Nous pourrions en dernier lieu nous demander si tous ces personnages n’étaient pas la thérapie de Gide ainsi que de ses lecteurs. 
André Gide dit en effet, dans la première page de son Journal des faux monnayeurs : « Aussi bien est-ce une folie sans doute de grouper dans un seul roman tout ce que me présente et m’enseigne la vie ». Dès le début de son journal, il annonce donc l’hypothèse suivante : son roman, qui regroupe plusieurs éléments inspirés de sa propre vie (L’affaire des faux monnayeurs anarchistes du 7 et 8 aout 1907 ainsi que l’histoire des suicides d’écoliers du 5 aout 1909) est en fait un moyen pour lui en alignant ses pensées sur papier, de se faire sa propre thérapie. Egalement, dans le livre, la profusion de thèmes traités - comme nous l’avons expliqué précédemment la mort avec le personnage de La Pérouse qui de part ses réflexions, pose questions philosophiques sur Dieu, son existence, le thème du suicide, ou encore le thème des anges avec Bernard qui les voit, Bronja qui est elle même un ange gardien, le démon, … - permet non seulement au lecteur de développer sa réflexion philosophique, mais également, tout comme André Gide, de subir une sorte de thérapie, dans le sens où « l’expérience » des personnages présents dans la roman, même fictive, lui permet à lui comme aux lecteurs de « gagner en maturité », d’apprendre des choses (tout comme Bernard grandit au fur et à mesure de son aventure). André Gide fait ainsi son « auto éducation ». 
L’auteur de construit donc tout comme le lecteur se construit. 

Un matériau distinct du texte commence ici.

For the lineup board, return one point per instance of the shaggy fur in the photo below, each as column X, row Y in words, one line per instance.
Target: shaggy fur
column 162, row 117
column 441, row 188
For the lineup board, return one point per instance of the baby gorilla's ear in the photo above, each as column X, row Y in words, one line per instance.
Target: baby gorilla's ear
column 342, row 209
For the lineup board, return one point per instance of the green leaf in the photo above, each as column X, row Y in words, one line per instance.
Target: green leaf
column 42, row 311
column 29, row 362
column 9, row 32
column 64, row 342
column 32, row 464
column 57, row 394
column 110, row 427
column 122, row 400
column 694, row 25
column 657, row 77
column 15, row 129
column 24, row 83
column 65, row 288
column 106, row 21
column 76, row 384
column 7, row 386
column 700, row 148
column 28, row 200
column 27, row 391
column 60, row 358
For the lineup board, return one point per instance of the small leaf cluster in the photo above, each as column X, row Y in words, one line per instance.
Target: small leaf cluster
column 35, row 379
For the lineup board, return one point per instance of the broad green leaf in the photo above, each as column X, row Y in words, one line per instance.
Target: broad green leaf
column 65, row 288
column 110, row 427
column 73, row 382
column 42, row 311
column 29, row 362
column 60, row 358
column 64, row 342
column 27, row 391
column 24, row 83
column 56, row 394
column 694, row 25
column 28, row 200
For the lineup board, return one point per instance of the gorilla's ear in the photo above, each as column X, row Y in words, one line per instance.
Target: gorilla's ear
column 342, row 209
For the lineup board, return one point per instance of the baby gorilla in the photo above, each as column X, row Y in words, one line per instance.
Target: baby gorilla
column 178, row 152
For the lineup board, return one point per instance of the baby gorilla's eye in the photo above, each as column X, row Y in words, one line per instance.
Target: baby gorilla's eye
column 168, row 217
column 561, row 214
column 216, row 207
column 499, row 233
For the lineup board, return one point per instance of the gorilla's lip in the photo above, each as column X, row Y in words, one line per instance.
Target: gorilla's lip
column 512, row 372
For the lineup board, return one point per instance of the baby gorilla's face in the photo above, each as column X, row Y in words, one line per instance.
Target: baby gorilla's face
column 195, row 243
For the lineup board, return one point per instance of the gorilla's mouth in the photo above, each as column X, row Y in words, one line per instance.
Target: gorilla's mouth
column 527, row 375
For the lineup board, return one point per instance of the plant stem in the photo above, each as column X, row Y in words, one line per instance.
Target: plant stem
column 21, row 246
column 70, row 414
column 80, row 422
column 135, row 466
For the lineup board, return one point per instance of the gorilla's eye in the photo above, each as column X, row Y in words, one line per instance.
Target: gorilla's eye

Finalement, pour conclure non pourrions dire que ce roman, riche en informations, permet, grâce à la profusion de personnages qu’il propose, permet à l’histoire du roman d’avancer, de créer un roman aux contours érodés qui échappe aux règles classiques de littérature, mais est également une thérapie pour André Gide comme pour son lecteur, qui joue une grande part de compréhension dans la lecture du roman. 

Finalement qui est le romancier ? Est-ce André Gide, le lecteur ou bien les personnages du roman ?

(CODE COULEUR : FM / JFM)

1 commentaire:

  1. C'est un excellent travail, méthodique, argumenté. Un raisonnement original (mention de la "valse", influence du portrait chinois). Attention aux quelques maladresses dans l'expression (la longueur des phrases notamment). Bravo ! Poursuivez ainsi !!!